Lew: I've pitched to two different outlets, but made them different enough that it's ok. I only got one.
Carol: I asked an editor. She said if you have a personal relationship with an editor, pick that one. But she said it was ok to pitch to multiple outlets now. Have to give to the first response.
David: A couple motivations: 1) to do work your heart is really in. 2) to make a living. If just repackaging stories just to pay bills, what's the point?
Wes: The point for me is to pay bills.
Wes: What do they pay? Fish Magazine - $.40/word. Pacific Fisheries. These are shoestring operations. When I get a check, I go to the bank that day. National Fisherman - the flagship of commercial fishing magazines. It pays less than the other. I did a profile of a fisherman, took forever. $150. Local publication - Petroleum News - $.35 a word, because I write 2000 words a week. No serious journalism. News of record. Not real fulfilling. Pays my bills. Lately, Alaska Business Monthly. Every state has one of these. Pays lousy, but I'm grateful. $.25 a word - 1500 words - get about $300.
Q: To David - you said you'd go out and write the story. Do you pitch the idea or whole story?
David: I'd send the whole story, not the pitch. Once you have a relationship with the editor you can pitch. Tailor to the publication.

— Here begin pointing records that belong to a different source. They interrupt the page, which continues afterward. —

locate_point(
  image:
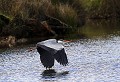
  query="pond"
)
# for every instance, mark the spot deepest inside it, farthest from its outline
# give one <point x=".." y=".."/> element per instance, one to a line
<point x="94" y="57"/>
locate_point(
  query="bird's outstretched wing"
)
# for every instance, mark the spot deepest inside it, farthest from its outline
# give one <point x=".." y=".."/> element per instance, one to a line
<point x="47" y="59"/>
<point x="61" y="57"/>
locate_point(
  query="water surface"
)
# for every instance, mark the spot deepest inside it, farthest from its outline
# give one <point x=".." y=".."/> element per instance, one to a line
<point x="93" y="58"/>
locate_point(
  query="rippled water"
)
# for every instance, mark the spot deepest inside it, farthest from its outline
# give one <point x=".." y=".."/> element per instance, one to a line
<point x="95" y="59"/>
<point x="90" y="60"/>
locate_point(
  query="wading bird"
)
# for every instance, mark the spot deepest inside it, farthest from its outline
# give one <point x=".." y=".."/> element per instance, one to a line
<point x="50" y="50"/>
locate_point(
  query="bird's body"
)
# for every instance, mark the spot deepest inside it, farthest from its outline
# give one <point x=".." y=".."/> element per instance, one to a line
<point x="50" y="50"/>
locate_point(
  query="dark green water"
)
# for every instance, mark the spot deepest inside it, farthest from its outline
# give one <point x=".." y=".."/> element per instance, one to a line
<point x="94" y="56"/>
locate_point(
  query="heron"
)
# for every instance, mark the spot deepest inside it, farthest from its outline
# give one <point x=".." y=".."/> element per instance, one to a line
<point x="51" y="50"/>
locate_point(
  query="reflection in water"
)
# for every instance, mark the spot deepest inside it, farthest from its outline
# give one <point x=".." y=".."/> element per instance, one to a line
<point x="100" y="28"/>
<point x="51" y="73"/>
<point x="90" y="60"/>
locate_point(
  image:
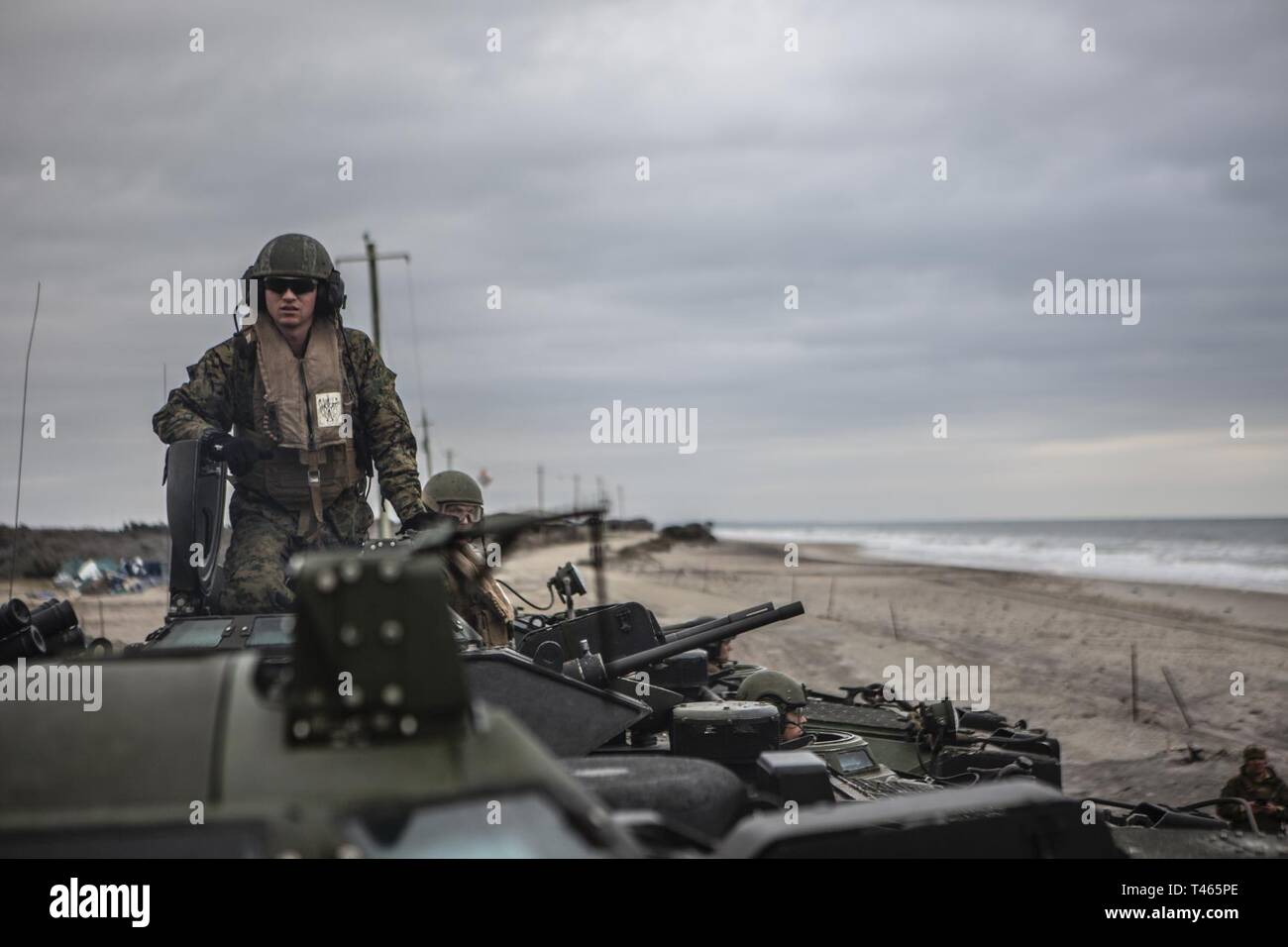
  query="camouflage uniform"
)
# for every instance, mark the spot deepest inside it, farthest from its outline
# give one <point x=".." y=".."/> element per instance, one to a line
<point x="219" y="393"/>
<point x="1269" y="789"/>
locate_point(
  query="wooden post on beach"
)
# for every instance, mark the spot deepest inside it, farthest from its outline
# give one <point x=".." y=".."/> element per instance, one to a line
<point x="1133" y="689"/>
<point x="1176" y="694"/>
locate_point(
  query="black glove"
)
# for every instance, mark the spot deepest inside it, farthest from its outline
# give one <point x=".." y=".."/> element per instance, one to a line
<point x="425" y="521"/>
<point x="239" y="453"/>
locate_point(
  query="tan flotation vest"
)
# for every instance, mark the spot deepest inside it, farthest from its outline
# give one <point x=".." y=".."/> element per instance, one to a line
<point x="303" y="411"/>
<point x="477" y="596"/>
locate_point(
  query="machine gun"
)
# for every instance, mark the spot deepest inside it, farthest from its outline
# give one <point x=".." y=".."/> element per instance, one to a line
<point x="614" y="641"/>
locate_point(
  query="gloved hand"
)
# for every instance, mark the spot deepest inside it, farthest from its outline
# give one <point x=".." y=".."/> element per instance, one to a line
<point x="239" y="453"/>
<point x="425" y="521"/>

Laurie Townsend: Interesting you say you sent the whole story. We'd prefer a pitch so we can help shape the story. Know the deadlines. If you call us at 4pm, well I don't have time to chat then. Call in the morning when I'm not getting ready to go on. You have to do a lot of pitches to eat. If you get them both accepting, I'd say I already sold that pitch but I there's a different angle to the story I could do.
Q: How'd you get comfortable to live without a safety net?

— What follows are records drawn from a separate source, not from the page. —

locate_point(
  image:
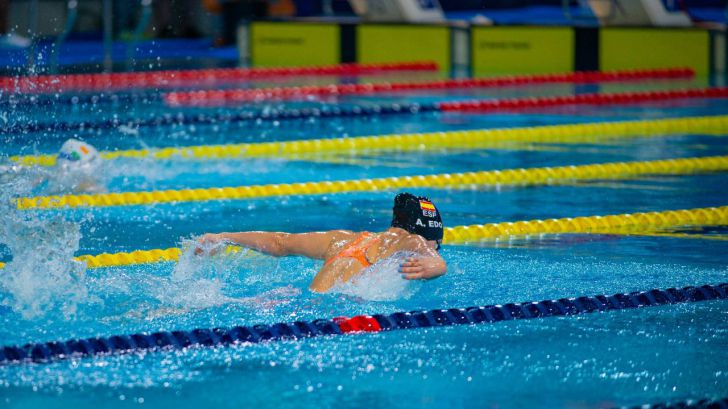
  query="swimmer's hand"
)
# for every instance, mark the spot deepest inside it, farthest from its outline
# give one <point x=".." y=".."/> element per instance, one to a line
<point x="422" y="268"/>
<point x="208" y="241"/>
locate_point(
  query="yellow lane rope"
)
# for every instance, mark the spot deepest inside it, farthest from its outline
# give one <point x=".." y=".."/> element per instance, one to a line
<point x="475" y="139"/>
<point x="530" y="176"/>
<point x="633" y="223"/>
<point x="613" y="224"/>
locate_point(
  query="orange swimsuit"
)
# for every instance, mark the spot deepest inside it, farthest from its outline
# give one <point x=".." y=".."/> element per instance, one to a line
<point x="357" y="251"/>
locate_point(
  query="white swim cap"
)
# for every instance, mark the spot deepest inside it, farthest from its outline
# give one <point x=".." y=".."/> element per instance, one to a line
<point x="74" y="150"/>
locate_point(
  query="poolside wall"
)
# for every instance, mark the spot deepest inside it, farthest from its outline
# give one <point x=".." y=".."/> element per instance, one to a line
<point x="484" y="50"/>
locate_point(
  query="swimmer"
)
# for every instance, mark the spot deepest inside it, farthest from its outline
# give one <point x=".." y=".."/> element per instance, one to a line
<point x="416" y="227"/>
<point x="76" y="170"/>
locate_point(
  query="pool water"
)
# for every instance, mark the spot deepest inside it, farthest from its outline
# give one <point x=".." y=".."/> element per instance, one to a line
<point x="599" y="360"/>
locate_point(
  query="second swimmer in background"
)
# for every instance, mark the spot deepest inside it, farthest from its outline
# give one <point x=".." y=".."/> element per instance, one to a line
<point x="416" y="228"/>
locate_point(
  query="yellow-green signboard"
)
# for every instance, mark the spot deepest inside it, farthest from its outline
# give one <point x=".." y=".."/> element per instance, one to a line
<point x="644" y="48"/>
<point x="403" y="43"/>
<point x="294" y="44"/>
<point x="522" y="50"/>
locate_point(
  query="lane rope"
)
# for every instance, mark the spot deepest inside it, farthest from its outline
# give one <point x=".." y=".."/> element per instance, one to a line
<point x="629" y="223"/>
<point x="212" y="337"/>
<point x="471" y="106"/>
<point x="687" y="404"/>
<point x="227" y="96"/>
<point x="422" y="142"/>
<point x="524" y="176"/>
<point x="178" y="78"/>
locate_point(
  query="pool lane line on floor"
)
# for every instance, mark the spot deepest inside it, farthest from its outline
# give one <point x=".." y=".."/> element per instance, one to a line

Wesley: I have good relationship with the Fish magazines. If you have enough volume with steady clients. I have contract with these two for X words. That's $750 a week gross. It's not junk, but it's good informative stuff for a very specific audience. I have a high standard. You can make a living at it.
Lew: I came back from Japan and worked at Knight Ridder. Terrible time. Realized I had to work on my own. Carol had a job. I had to work, didn't want to work for nothing. A friend said, if you are happy writing stories you like going where you want to go, even if the pay isn't what it was, it won't matter. No one goes to journalism to get rich.

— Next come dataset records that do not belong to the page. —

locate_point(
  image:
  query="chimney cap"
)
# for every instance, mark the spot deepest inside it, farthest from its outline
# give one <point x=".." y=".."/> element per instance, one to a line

Carol: Can you make a living off of freelance? It's not easy. If you have a spouse, one of you needs a job to have health insurance. It's a hard way to make a living.
Sarah: I've managed freelancers. Value people who are professional and on-time and don't ask a zillion questions. People I would never work with again are really precious with their writing.
Laine Welsh: I make it work. I stuck to what I love - fish. I have a radio show, then I sell the script. I have a regular column. Try to sell the same thing three times in different formats. I'm a gun for hire - editing, narration, script writing, but all fish related. Lots of little things come in.
Q: Repackaging stories?
Wes: Pitches to multiple outlets. Between these two magazine. Big trial about price fixing in fishing, few reporters covering it. I did a story for this magazine - Pacific Fisheries - then an east coast magazine wanted one, but the stories were very different. The editor of one magazine saw the story in the other magazine and I got fired. I probably should have been more upfront. But they were really different stories. Later, they approached me and I write for them again. Why? Because there are very few people who write about fish in the biggest fishing state in the country.
Q: How do you pitch for radio?
A: Laurie Townsend - for breaking news it's a little hard for someone I don't know. I've thought about David's sending out the whole story. It makes sense - they can see that he's a good writer and don't have to wait for the story.
Q: What about designers.
Carol: They have a whole art department at AARP where I work.
I didn't catch everything, but this should give you an idea of how things went.